The story of gas trade between Russia and China dates back 20 years.  A Memorandum of Understanding was signed in 1994 to draw up plans for a gas pipeline between the two countries. In 2003 BP, CNPC and the Korean Gas Corporation published a feasibility study for a pipeline to bring gas from the Kovytka field through China and under the Yellow Sea to South Korea. The proposal was undermined by the Russian government’s new energy strategies and BP was later forced to relinquish its interest the Kovytka field. As a consequence of this delay, China turned to the vast gas resources of Turkmenistan. An agreement was signed in 2007 and by the end of 2009 gas was flowing from Turkmenistan to Shanghai.

 

Negotiations between Russia and China on gas exports have taken place almost every year since 2005. At various times, different routes are proposed: from western Siberia southwards to Xinjiang in north-west China by pipeline, from East Siberia to north-east China by pipeline, and from Sakhalin in the Russian Far East to Northeast China, either by sea as LNG or by pipeline.
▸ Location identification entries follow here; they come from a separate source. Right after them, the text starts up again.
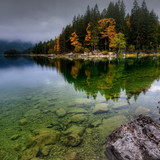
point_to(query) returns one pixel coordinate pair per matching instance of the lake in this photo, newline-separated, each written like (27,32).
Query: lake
(55,109)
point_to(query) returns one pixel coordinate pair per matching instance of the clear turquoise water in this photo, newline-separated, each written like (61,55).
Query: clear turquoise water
(33,90)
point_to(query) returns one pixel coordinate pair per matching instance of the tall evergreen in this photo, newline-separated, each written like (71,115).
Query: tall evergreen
(141,28)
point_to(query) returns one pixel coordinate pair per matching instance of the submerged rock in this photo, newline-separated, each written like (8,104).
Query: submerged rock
(78,118)
(72,140)
(23,122)
(61,112)
(17,147)
(109,124)
(100,108)
(15,137)
(75,130)
(71,156)
(96,123)
(137,140)
(142,110)
(39,143)
(119,105)
(78,110)
(32,112)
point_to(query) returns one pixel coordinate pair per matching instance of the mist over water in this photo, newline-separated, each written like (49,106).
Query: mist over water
(62,97)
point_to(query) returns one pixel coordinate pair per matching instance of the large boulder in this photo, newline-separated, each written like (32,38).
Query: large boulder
(137,140)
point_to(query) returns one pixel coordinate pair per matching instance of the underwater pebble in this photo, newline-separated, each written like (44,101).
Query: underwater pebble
(78,118)
(23,122)
(17,147)
(142,110)
(75,130)
(71,156)
(15,137)
(100,108)
(72,140)
(61,112)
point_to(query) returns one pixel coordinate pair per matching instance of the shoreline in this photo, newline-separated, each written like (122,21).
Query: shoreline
(79,55)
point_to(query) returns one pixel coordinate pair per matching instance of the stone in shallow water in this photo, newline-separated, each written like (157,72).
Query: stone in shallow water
(23,122)
(72,140)
(17,147)
(100,108)
(142,110)
(32,112)
(77,110)
(82,101)
(71,156)
(108,125)
(96,123)
(75,130)
(137,140)
(78,118)
(39,139)
(119,105)
(15,137)
(61,112)
(46,149)
(45,137)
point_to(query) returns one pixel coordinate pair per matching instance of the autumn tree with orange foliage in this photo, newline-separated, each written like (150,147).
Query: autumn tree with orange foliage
(75,42)
(88,36)
(57,45)
(107,30)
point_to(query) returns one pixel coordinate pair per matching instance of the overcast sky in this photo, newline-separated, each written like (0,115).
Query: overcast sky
(35,20)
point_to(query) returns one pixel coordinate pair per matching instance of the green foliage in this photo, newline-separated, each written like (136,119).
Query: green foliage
(141,29)
(119,41)
(131,48)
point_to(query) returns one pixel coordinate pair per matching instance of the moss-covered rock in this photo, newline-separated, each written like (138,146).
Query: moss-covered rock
(61,112)
(15,137)
(45,150)
(119,105)
(78,118)
(72,140)
(78,111)
(45,137)
(32,112)
(142,110)
(71,156)
(75,130)
(100,108)
(108,125)
(31,153)
(37,142)
(17,147)
(23,122)
(96,123)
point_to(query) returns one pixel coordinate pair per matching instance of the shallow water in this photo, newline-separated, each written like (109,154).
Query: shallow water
(58,98)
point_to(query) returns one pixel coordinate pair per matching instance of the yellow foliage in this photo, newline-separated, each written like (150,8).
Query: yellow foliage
(57,45)
(128,22)
(74,39)
(107,29)
(58,65)
(78,47)
(75,69)
(50,51)
(88,36)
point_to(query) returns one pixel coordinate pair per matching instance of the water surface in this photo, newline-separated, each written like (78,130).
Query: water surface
(58,98)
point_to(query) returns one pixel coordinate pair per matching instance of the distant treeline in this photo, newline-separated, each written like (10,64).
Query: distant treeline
(111,30)
(15,45)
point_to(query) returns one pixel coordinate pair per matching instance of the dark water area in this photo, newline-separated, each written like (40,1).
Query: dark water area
(61,108)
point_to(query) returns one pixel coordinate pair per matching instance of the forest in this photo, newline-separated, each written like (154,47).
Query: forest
(110,30)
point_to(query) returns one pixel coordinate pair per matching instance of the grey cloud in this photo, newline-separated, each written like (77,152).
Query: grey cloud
(35,20)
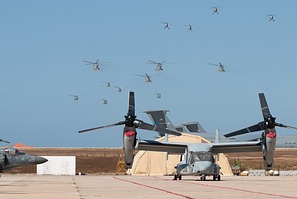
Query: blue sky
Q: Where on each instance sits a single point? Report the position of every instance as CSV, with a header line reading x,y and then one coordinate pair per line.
x,y
43,44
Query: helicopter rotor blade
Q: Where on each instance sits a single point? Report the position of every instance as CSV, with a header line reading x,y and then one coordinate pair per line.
x,y
89,62
213,64
143,125
101,127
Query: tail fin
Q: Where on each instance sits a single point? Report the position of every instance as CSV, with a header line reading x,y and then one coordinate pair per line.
x,y
160,119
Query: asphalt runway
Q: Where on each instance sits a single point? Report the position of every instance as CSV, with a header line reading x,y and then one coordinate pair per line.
x,y
90,187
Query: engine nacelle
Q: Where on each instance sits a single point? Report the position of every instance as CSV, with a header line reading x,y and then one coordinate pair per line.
x,y
129,139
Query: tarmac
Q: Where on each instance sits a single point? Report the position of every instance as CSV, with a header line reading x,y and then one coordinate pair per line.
x,y
118,186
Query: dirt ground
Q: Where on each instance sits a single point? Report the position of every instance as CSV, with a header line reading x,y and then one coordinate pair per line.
x,y
105,160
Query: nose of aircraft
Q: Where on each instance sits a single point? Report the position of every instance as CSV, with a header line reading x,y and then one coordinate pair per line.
x,y
40,160
202,166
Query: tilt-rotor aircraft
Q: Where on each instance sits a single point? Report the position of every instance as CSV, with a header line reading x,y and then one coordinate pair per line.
x,y
12,157
129,132
268,138
198,158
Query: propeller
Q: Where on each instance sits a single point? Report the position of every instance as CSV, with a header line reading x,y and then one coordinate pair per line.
x,y
4,141
268,123
131,121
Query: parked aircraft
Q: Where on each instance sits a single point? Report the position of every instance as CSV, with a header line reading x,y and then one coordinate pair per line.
x,y
12,157
198,158
268,138
160,118
129,132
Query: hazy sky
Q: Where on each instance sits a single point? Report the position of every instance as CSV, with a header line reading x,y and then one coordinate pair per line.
x,y
43,44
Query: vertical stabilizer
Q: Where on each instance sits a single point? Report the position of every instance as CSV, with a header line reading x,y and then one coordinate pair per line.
x,y
160,119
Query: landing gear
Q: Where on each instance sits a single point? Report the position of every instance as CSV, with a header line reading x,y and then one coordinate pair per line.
x,y
177,176
216,177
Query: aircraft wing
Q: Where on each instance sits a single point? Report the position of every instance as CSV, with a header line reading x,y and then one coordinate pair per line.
x,y
237,147
150,145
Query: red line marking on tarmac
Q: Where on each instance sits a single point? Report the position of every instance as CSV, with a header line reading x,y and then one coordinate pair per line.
x,y
231,188
151,187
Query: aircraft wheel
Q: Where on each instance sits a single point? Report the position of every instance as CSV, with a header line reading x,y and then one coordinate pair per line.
x,y
175,177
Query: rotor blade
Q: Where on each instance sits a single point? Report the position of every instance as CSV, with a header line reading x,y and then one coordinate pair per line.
x,y
257,127
264,106
213,64
131,105
152,62
285,126
100,127
143,125
140,75
89,62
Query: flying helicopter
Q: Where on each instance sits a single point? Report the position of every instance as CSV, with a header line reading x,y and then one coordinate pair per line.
x,y
221,66
215,10
96,65
104,101
108,84
271,18
158,95
119,89
75,97
129,131
166,25
147,78
12,157
190,28
268,137
159,64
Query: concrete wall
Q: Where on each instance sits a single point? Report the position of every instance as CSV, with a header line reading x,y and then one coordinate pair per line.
x,y
57,165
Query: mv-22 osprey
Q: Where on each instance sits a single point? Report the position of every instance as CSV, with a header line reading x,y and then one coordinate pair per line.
x,y
129,132
198,158
12,157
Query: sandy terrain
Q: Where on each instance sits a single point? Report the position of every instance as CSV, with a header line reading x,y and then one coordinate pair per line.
x,y
104,160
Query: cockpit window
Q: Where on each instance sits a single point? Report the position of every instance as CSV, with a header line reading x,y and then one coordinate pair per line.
x,y
12,151
200,156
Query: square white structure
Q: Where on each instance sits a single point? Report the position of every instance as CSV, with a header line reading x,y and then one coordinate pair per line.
x,y
57,165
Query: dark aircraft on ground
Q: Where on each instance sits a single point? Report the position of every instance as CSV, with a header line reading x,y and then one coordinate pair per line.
x,y
12,157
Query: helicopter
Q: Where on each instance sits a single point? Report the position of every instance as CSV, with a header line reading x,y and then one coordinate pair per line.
x,y
271,18
215,10
129,131
75,97
221,66
158,95
119,89
96,65
147,78
104,101
166,25
159,64
108,84
190,28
Russia’s slowness to conclude a gas supply deal lies in Russia’s quest for a ‘European’ price from China. China continues to want additional supplies of gas in order to address growing air pollution problems arising from coal use and at the same time it is optimistic about the potential to produce additional supplies from its own shale gas and coal bed methane.

 

At the meeting in March 2013, Russia committed to supplying China with gas from Eastern Siberian gas fields, but the exact route and price have yet to be agreed. The parties’ claim that the deal will be finalized by the end of 2013 will probably be dependent not just on agreement being reached on price but also on the provision by China of a US$ 25 billion loan to Gazprom.

 

Russia and China have been ‘close to reaching agreement’ on gas supplies several times before. Russia may be more willing to compromise on price than before as the likely impact of the shale gas revolution on long-term gas prices becomes more evident. But the capacity to deliver the gas will depend on massive investment in both gas field development and pipeline construction in eastern Siberia.

 

Other forms of energy

 

China also imports significant quantities of coal from Russia. In 2010 the two governments signed an agreement for Russia to raise its shipments from 12 million tonnes in 2009 to at least 15 million tonnes in the short-term and then to more 20 million tonnes, in return for a US$ 6 billion loan from China. In 2012 Russia supplied 19 million tonnes, just over 6% of China’s annual coal imports. The Presidential visit in March 2013 saw agreement to raise supplies further.

 

Other interactions between China and Russia in the energy field include the supply of hydro-electricity from Russia to China and a limited extent of cross-investment in different energy fields such as oil and gas exploration, oil refining and nuclear power.